Родственники могли сколько угодно шептаться, пихать друг друга локтями и тайно сплетничать, но им так и не удалось выпытать никакой специфической информации ни у меня, ни у Дженни, ни у Фила (который, как я догадываюсь, был счастлив избежать дискуссии на тему о любви двух атеистов).

В четверг я все-таки догнал Дженни, получив свой диплом об окончании Гарварда «с отличием», так же, как и она…

Мне ничего не было известно о присутствии на церемонии Оливера Бэрретта III. Утром Актового Дня [9] более семнадцати тысяч запрудили Гарвард Ярд, а я, естественно, не разглядывал толпу в бинокль. Билеты, предназначенные для родителей, я отдал Филу и Дженни. Конечно, как бывший гарвардец, Камнелицый мог пройти без приглашения и сесть вместе с выпускниками 1926 года. Но, впрочем, зачем ему все это? Разве что банки в этот день были закрыты?

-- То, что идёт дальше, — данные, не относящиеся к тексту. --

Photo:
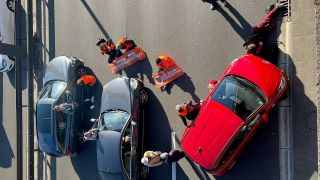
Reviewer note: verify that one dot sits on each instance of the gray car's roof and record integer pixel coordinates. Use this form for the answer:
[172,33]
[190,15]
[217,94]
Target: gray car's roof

Мы поженились в воскресенье. Никто из родственников Дженни приглашения не получил — для них, истовых католиков, наш отказ от традиционного благословения во имя Отца, и Сына, и Святого Духа было бы мучительным. Бракосочетание происходило в Филлипс Брукс Хаус — старинном здании, расположенном в северной части Гарвард Ярда, а вел церемонию Тимоти Бловелт, капеллан унитарной церкви колледжа. Присутствовал Рэй Стрэттон, и еще я пригласил моего старого школьного друга Джереми Нэйхема — в свое время он предпочел Амхерст Гарварду. Дженни попросила прийти свою подружку из Бриггс Холла, а также — может быть, по какой-то сентиментальной прихоти — ту самую здоровенную нескладную девицу, которая дежурила с ней в библиотеке день нашего знакомства. И, конечно. Фила. Я поручил Фила Рэю Стрэттону — ну, чтобы он особо не дергался, если это вообще возможно в такой момент. Хотя, надо сказать, и сам Стрэттон не был воплощенным спокойствием! Эти двое явно чувствовали себя неуютно, и каждый из них молчаливо усиливал предубеждение другого, что эта свадьба, устроенная на манер «сделай сам» (как выразился Фил), должна вылиться (как предсказывал Стрэттон) в «чудовищный фильм ужасов». И все это лишь потому, что я и Дженни хотели сказать друг другу несколько слов!

— Готовы ли вы? — спросил мистер Бловелт.

— Да, — ответил я за нас обоих.

— Друзья, — обратился мистер Бловелт ко всем остальным. — Мы собрались здесь, чтобы стать свидетелями того, как две жизни соединятся в брачном союзе. Давайте вслушаемся в те слова, которые они решили прочесть друг другу в этот священный миг. Сначала невеста. Дженни повернулась ко мне и продекламировала заранее выбранное ею стихотворение. Оно прозвучало очень трогательно — особенно для меня, потому что это был сонет Элизабет Бэрретт.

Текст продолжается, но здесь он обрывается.